Oral Answers to Questions — Work and Pensions – in the House of Commons at 2:30 pm on 4 April 2005.
What steps he plans to take to encourage and help older workers into employment.
My hon. Friend has a great interest in this subject, not least as secretary of the all-party group on ageing and older people. Our strategy paper published recently, called "Opportunity Age—Meeting the challenges of ageing in the 21st century", confirmed our commitment to increasing the employment rate of older people, and our aspiration to move towards an 80 per cent. overall employment rate. Such an employment rate is an international ambition, and will include a million more older workers. In addition to our range of back-to-work help, which includes the new deal 50-plus, we are piloting special support through pathways to work for people claiming incapacity benefit, almost half of whom are over 50.
I thank my hon. Friend for that answer, but are the Government prepared to bring in measures to enable people to defer their state pension and continue working? Many people would like that choice.
One of the challenges in the early part of this century is to do away with uniform retirement ages, which treat us all as a mass, rather than as individuals. Changes to state pension can help in that direction. In future, there will be a choice. At the right age people can choose to take their state pension there and then, and many will want to do that, but there is an improved accrual rate for state pension increments, which would mean that if one deferred for five years, one could choose an increase in state pension of around 50 per cent., which would take the full basic state pension to about £125 in current terms per week, or one could take a lump sum of around £25,000. That is the kind of choice that we need to bring into state pensions, and we are doing just that.
Is it not the case that the Government do not like older workers very much? That was the message that was given clearly to public sector workers in the health service and in education, to the point that they were brought to the brink of a national strike two weeks ago. Will the Minister explain why the Government's much trumpeted, much vaunted new deal for the over-50s does not apply for the first six months, when it would do more good than at any other time?

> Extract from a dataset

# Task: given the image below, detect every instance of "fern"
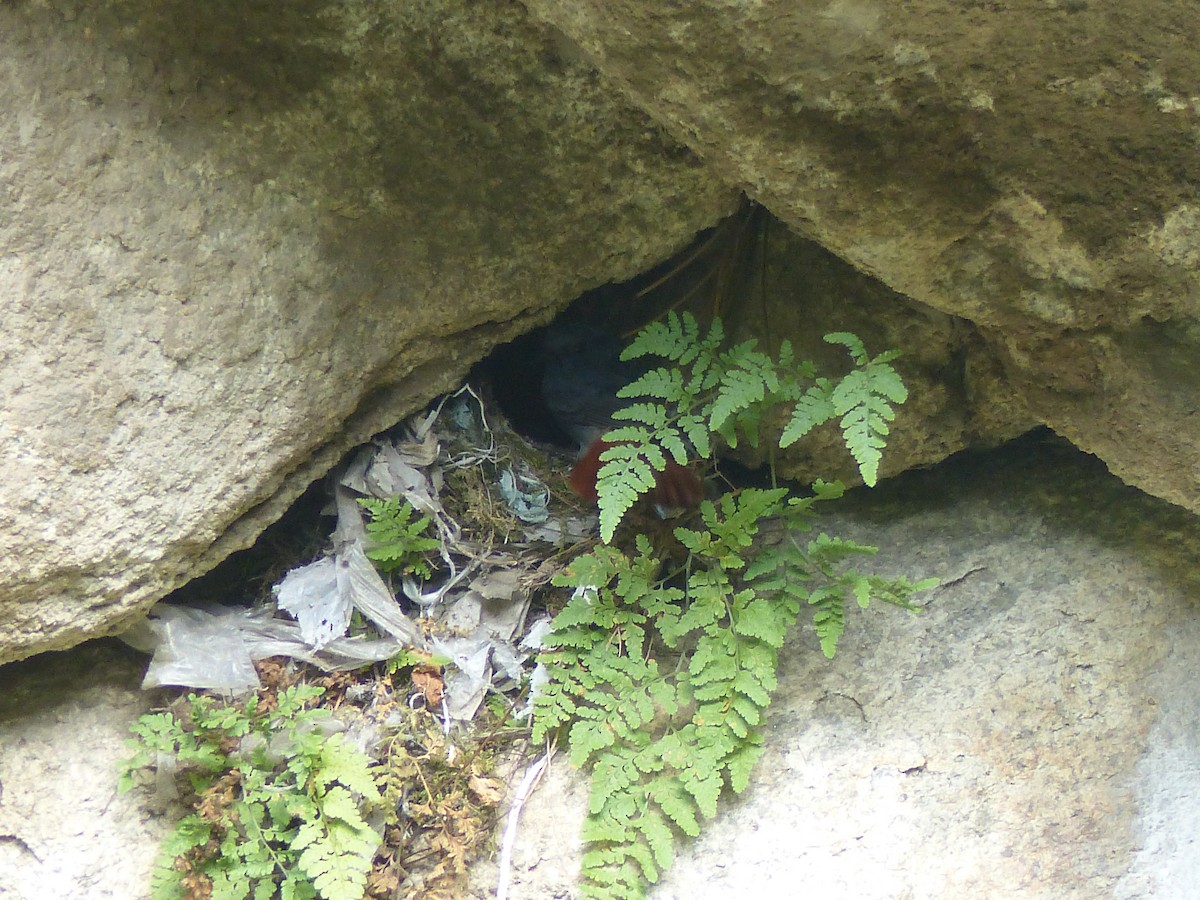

Experience shows that in the first few months of being unemployed, people often find work themselves. Many of the new deals have to focus on those who have been out of work for a longer time. The good news is that the employment rate among those between 50 and state pension age is increasing, and at a faster rate than the overall employment rate—but we are not complacent. Too many people who want to work after 50 are not yet able to do so, and we are determined that they should be able to. That is one of the reasons why we will outlaw age discrimination for next year—which may be good news for some in the House.
Most people can look forward to spending a third of their adult life over the age of 65, and therefore as pensioners. Is it not important that each and every one of them should have some dignity and financial security in their working life, so that they can work, receive a pension and undertake voluntary work and a range of other activities in that important one third of their adult life that they will probably spend as pensioners?
I recognise, sadly, that my hon. Friend too is about to retire—I will not go on too much in this way, Mr. Speaker, or the cream cakes will come round and you will rule that out of order. However, I pay tribute to my hon. Friend's service. We are seeing how demographic politics will increasingly become a feature of democratic politics. The changing life cycle—whereby people will be preparing for work for 20 or 25 years in education, and also be retired for 20 years, on average, but in some cases for 30 or more years—is a challenge to the House. We need to make sure that that period of so-called old age and retirement is an active one, with educational opportunities, employment opportunities for those who want to move back to the labour market, and opportunities for service to the community.
What advice or assistance can my hon. Friend offer older workers whose employment is threatened simply for expressing a point of view that is inconsistent with that of their colleagues?
The rights of workers in that situation, and their choice of—to use a term from psychology—"fight or flight", is crucial. We have always taken individual employment rights more seriously than have the Opposition, which is why, whatever we might say, some of us are feeling rather more secure than some colleagues on the Opposition Benches.